Another possible hypothesis, for why my server-box sometimes crashes.

I have written before, that my Linux computer ‘Phoenix’, which acts both as my server and a workstation, sometimes crashes. I have another possible explanation for why.

The graphics chip on this machine is only a , capable of OpenGL 2.1.2 using proprietary (legacy) drivers. It only has 128MB of shared memory with my motherboard.

Under Windows 10, this chipset is no longer supported at all.

I may simply be pushing this old GPU too hard.

My display is a 1600×1200 monitor, and much of the graphics memory is simply being taken up by that fact. Also, I have many forms of desktop compositing switched on. And at the time of the last crash, I had numerous applications open at the same time, which use hardware 2D acceleration as part of their canvas. And I was copying and pasting between them.

I am hoping that this is easing the burden on my equally-dated CPU.

But then the triggering factor may simply be an eventual error in the GPU.

The fact that the Timeout Detection and Recovery (‘TDR’) does not kick in to save the session, may be due to the possibility that the TDR only works, in specific situations, such as OpenGL, 3D rendering windows. If the GPU crash happens as part of the compositing, it may take out the X-server, and therefore my whole system.

The only workaround I may have, is to avoid using this box as a workstation. When I avoid doing that, it has been known to run for 60 days straight, without crashing…

Dirk

(Edit 01/28/2017 : )

I use a widget on my desktops, which is named ‘‘, and I find that it gives me a good intuitive grasp of what is happening on my Linux computers.


 

phoenix_temperatures_1


 

This widget has as a disadvantage, that when extensions have been installed to display temperatures, sometimes we do not know which temperature-sensors stand for which temperature.

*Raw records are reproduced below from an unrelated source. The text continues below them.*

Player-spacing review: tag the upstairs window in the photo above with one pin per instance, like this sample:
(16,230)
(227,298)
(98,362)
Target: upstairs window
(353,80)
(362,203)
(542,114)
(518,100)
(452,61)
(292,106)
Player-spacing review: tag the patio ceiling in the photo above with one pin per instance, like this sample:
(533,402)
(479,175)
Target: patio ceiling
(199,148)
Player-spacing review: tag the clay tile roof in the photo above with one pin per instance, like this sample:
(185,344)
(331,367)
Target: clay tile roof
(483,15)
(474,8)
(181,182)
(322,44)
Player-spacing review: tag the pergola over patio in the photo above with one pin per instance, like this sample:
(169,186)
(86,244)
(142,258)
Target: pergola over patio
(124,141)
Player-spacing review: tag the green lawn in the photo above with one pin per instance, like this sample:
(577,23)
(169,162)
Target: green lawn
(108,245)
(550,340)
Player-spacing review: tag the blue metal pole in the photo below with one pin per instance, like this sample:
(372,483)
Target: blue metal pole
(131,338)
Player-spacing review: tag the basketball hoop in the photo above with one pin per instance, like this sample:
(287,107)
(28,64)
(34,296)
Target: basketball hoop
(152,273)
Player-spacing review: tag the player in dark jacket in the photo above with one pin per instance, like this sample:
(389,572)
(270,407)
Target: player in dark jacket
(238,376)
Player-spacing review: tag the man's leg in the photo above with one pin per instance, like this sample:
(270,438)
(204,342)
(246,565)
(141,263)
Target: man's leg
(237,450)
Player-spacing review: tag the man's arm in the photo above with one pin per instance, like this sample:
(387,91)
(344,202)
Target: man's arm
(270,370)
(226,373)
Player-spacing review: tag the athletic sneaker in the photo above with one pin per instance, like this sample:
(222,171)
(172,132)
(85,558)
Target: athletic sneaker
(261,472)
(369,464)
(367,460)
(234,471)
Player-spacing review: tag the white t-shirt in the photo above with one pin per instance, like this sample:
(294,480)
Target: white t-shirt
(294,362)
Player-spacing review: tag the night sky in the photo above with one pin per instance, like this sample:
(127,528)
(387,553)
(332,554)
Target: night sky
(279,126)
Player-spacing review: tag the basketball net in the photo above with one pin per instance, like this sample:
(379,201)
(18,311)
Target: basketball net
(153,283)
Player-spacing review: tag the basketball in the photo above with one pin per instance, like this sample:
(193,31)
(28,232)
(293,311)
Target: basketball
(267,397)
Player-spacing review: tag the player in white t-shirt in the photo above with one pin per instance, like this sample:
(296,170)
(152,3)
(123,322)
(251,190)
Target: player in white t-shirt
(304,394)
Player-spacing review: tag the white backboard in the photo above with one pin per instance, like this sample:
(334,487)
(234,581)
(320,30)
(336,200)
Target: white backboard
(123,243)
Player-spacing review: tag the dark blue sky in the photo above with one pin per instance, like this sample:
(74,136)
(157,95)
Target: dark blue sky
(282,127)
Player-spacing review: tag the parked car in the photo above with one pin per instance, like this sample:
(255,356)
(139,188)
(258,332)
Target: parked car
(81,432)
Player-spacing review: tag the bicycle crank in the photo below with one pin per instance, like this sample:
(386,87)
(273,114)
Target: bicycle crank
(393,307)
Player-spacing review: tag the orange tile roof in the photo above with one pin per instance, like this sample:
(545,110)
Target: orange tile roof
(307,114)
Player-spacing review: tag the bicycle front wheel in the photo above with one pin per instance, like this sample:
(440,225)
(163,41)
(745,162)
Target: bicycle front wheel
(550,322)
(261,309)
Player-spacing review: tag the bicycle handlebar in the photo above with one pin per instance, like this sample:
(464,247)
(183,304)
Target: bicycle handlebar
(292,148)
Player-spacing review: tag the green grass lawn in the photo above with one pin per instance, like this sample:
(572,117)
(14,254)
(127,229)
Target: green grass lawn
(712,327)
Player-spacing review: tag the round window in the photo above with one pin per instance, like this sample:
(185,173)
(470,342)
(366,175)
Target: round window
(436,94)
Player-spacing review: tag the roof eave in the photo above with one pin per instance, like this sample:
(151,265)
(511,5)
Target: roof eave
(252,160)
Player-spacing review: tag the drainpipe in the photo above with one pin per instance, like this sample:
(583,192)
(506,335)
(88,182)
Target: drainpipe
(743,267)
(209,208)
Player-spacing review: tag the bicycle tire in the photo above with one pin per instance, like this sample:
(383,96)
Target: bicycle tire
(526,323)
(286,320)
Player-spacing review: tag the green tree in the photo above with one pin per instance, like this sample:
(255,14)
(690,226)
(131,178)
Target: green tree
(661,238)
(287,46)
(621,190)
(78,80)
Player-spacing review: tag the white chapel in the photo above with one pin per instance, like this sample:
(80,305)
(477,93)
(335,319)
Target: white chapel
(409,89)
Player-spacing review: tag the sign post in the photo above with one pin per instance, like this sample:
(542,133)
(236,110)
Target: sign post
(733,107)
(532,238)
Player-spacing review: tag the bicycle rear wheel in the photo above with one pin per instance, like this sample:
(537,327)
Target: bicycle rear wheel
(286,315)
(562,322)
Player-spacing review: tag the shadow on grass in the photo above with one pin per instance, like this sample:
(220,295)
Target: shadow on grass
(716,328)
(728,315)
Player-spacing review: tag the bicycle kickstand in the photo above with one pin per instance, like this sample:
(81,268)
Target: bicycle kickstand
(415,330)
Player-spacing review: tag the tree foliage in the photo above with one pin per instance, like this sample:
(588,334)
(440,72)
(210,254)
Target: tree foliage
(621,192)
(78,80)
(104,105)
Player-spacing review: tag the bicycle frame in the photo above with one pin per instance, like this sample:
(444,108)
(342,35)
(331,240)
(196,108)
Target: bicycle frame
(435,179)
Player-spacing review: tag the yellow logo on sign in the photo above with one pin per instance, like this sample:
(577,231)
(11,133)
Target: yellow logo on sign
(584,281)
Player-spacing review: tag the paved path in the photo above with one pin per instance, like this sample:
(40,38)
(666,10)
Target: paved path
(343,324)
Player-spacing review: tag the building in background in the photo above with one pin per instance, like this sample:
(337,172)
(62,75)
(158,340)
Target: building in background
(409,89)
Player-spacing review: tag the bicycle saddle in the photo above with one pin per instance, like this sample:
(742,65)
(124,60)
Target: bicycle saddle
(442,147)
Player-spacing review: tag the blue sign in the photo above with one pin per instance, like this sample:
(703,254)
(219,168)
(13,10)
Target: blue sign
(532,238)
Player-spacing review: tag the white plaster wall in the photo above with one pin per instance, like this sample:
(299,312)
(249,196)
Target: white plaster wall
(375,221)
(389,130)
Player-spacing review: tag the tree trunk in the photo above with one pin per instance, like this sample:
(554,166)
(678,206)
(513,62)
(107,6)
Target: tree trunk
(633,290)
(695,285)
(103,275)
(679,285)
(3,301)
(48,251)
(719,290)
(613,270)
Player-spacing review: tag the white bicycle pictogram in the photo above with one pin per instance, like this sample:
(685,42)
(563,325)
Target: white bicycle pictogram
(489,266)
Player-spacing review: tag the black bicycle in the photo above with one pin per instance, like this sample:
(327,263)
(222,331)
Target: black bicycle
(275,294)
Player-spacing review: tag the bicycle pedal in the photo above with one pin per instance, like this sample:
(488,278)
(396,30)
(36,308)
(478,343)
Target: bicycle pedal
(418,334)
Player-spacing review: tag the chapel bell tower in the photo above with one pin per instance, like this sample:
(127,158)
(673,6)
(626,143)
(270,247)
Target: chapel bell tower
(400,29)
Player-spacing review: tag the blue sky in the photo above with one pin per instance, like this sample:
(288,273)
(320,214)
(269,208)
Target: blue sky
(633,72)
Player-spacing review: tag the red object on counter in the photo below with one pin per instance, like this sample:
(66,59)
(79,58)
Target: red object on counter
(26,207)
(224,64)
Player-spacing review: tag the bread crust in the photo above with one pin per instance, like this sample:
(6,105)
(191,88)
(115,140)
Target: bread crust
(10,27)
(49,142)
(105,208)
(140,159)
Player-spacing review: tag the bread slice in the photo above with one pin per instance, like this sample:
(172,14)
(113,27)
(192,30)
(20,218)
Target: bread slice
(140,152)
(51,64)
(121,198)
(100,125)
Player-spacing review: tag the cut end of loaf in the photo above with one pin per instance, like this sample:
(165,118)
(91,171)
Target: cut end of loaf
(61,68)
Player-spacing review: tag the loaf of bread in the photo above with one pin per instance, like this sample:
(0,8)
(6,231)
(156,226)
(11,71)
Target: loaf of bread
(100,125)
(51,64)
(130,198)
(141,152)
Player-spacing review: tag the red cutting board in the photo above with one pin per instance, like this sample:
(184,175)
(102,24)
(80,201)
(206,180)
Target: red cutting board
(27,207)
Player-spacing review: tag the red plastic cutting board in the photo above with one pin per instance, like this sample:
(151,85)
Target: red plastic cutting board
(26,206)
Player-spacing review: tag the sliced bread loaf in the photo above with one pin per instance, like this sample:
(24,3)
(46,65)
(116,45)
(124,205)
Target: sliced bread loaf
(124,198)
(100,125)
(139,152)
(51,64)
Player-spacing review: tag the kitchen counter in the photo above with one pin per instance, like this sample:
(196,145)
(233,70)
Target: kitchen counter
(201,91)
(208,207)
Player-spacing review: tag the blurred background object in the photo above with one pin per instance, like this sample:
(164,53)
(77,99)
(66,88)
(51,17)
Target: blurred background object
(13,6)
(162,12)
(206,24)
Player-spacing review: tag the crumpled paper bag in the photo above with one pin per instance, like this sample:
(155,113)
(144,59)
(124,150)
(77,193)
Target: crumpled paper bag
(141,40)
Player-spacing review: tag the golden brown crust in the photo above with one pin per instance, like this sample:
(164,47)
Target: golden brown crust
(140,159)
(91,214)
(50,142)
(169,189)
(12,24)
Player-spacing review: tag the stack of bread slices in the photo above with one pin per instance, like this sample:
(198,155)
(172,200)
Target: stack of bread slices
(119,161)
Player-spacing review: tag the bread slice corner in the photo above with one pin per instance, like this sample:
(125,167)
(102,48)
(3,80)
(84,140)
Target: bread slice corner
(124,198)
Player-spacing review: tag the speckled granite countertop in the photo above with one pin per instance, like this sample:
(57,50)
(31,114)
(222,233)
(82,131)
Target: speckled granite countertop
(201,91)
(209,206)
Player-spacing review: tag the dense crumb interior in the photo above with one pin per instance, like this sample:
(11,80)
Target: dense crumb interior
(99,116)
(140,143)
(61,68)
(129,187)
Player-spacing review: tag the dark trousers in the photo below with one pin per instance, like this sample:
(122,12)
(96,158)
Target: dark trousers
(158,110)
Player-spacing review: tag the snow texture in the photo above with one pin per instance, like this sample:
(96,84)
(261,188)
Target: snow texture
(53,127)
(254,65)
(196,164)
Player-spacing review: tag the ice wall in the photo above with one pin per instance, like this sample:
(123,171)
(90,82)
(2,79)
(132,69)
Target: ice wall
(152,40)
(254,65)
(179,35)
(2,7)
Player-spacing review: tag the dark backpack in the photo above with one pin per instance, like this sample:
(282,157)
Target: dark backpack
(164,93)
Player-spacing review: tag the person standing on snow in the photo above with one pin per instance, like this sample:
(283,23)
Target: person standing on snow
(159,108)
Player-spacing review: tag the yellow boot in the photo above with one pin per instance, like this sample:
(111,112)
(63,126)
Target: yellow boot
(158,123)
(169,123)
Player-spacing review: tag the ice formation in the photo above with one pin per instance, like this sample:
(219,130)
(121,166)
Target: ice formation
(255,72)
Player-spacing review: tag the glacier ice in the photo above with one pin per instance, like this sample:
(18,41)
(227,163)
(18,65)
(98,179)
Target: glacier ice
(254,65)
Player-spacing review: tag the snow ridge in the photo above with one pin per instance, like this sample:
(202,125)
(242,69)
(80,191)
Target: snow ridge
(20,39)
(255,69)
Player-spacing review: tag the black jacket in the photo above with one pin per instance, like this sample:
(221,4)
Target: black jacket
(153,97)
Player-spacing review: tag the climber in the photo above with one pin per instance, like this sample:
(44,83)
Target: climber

This is due to the fact that Linux developers have to design their software, without any knowledge of the specific hardware it is going to run on. Inversely, the makers of proprietary drivers know exactly which machine those are going to run on, and can therefore identify what each of them stands for.

This also means, sometimes we have temperature readings in ‘‘, which may just be spurious, and which may just constantly display one meaningless number, in which case we reduce our selection of indicated temperatures to ones we can identify.

In the context of answering my own question, another detail which becomes relevant, is the fact that this tower computer has a failed case-fan, which is accurately being indicated as the ‘‘ entry, running at 46 RPM at the moment of the screen-shot. I know that this case-fan is in fact stalled, from past occasions when I opened up the tower.

Continue reading Another possible hypothesis, for why my server-box sometimes crashes.

Powerful Computer ‘Mithral’ May Require A Reinstall

It is a shame but might be true.

I have been using a powerful Tower-PC named ‘Mithral’, on which I have installed Windows 7 Pro, and which has an 8-core CPU, threaded as 4. This computer was first installed in 2011.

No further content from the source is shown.